In remodeling True Nature Healing Arts’ original building, and in the garden, the Shantays feature architectural antiques from Kashmir, Afghanistan, India, Pakistan and Morocco, but executed their vision using mostly local materials and talent.

Walking through century-old pillars and carved wooden doors from India into the garden, visitors are greeted by a bronze Nepalese prayer wheel and scents of a garden filled with purple and green cabbage, rosemary, lemongrass, lavender and strawberry plants.

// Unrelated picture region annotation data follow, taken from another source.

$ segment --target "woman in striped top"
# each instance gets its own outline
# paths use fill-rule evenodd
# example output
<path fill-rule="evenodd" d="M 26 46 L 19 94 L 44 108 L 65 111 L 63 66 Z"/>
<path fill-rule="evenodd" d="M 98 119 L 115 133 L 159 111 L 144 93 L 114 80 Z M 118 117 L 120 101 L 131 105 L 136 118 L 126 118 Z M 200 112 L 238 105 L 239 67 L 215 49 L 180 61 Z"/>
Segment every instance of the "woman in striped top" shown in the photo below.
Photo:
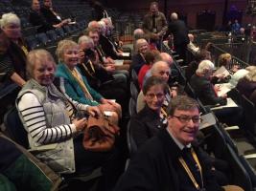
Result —
<path fill-rule="evenodd" d="M 82 134 L 79 133 L 84 129 L 86 118 L 75 117 L 77 110 L 94 115 L 98 108 L 68 99 L 58 90 L 53 84 L 56 64 L 47 51 L 29 53 L 27 66 L 32 78 L 23 86 L 16 104 L 30 146 L 39 151 L 36 157 L 58 173 L 109 163 L 112 151 L 97 153 L 82 147 Z M 106 177 L 113 176 L 107 174 Z"/>
<path fill-rule="evenodd" d="M 59 63 L 57 66 L 56 76 L 64 81 L 60 86 L 62 92 L 81 103 L 99 106 L 106 116 L 111 117 L 109 119 L 112 123 L 118 124 L 118 117 L 122 117 L 121 106 L 111 99 L 103 97 L 91 88 L 86 77 L 77 67 L 80 61 L 79 45 L 72 40 L 61 40 L 58 44 L 57 55 Z"/>

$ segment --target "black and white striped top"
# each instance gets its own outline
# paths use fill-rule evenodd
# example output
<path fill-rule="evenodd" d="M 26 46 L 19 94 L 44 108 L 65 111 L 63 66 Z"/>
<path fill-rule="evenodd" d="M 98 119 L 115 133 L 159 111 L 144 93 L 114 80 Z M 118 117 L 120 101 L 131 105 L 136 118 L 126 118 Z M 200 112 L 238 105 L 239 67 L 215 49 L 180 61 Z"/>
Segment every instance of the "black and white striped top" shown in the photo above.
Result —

On the south side of the path that dissects the garden, a dramatic, geometric pergola covers a stone fire pit surrounded by cob couches. Warm and glassy to the touch, the jade green benches are made from cob — a mixture of sand, clay and straw — and covered with a Moroccan limestone plaster finish. Laura Bartels of GreenWeaver, the builder who constructed Carbondale’s first straw bale house, supervised the bench’s construction last year. “We all stamped on the cob mixtures like grapes,” said Deva. “It was a community effort.”

Numerous other local artisans contributed their creativity (and sweat) to the Peace Garden. They include Shara Kees, Ginger and Rob Janssen of Basalt Mountain Gardens, Keith Brand of Terralink Structures, architect Dennis Powell, land planner Bob Schultz, metal workers Bill Rice and John Hoffmann, and painter Alpin Badgett.